The approved dose of certolizumab pegol, 200 mg every other week, produced clinically important improvements at 24 weeks for the following outcomes:
- American College of Rheumatology (ACR) 50% improvement (pain, function and other symptoms of RA): 25% absolute improvement (95% confidence interval (CI) 20% to 33%); number need to treat for an additional beneficial outcome (NNTB) of 4 (95% CI 3 to 5); risk ratio (RR) 3.80 (95% CI 2.42 to 5.95), 1445 participants, 5 studies.

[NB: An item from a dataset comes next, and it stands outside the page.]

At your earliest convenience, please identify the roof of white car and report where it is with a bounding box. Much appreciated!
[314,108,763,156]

- The Health Assessment Questionnaire (HAQ): -12% absolute improvement (95% CI -9% to -14%); NNTB of 8 (95% CI 7 to 11); mean difference (MD) - 0.35 (95% CI -0.43 to -0.26; 1268 participants, 4 studies) (scale 0 to 3; lower scores mean better function).
- Proportion of participants achieving remission (Disease Activity Score (DAS) < 2.6) absolute improvement 10% (95% CI 8% to 16%); NNTB of 8 (95% CI 6 to 12); risk ratio (RR) 2.94 (95% CI 1.64 to 5.28), 2420 participants, six studies.
- Radiological changes: erosion score (ES) absolute improvement -0.29% (95% CI -0.42% to -0.17%); NNTB of 6 (95% CI 4 to 10); MD -0.67 (95% CI -0.96 to -0.38); 714 participants, two studies (scale 0 to 230), but not a clinically important difference.
-Serious adverse events (SAEs) were statistically but not clinically significantly more frequent for certolizumab pegol (200 mg every other week) with an absolute rate difference of 3% (95% CI 1% to 4%); number needed to treat for an additional harmful outcome (NNTH) of 33 (95% CI 25 to 100); Peto odds ratio (OR) 1.47 (95% CI 1.13 to 1.91); 3927 participants, nine studies.
There was a clinically significant increase in all withdrawals in the placebo groups (for all doses and at all follow-ups) with an absolute rate difference of -29% (95% CI -16% to -42%), NNTH of 3 (95% CI 2 to 6), RR 0.47 (95% CI 0.39 to 0.56); and there was a clinically significant increase in withdrawals due to adverse events in the certolizumab groups (for all doses and at all follow-ups) with an absolute rate difference of 2% (95% CI 0% to 3%); NNTH of 58 (95% CI 28 to 329); Peto OR 1.45 (95% CI 1.09 to 1.94) 5236 participants Twelve studies.
We judged the quality of evidence to be high for ACR50, DAS remission, SAEs and withdrawals due to adverse events, and moderate for HAQ and radiological changes, due to concerns about attrition bias. For all withdrawals we judged the quality of evidence to be moderate, due to inconsistency.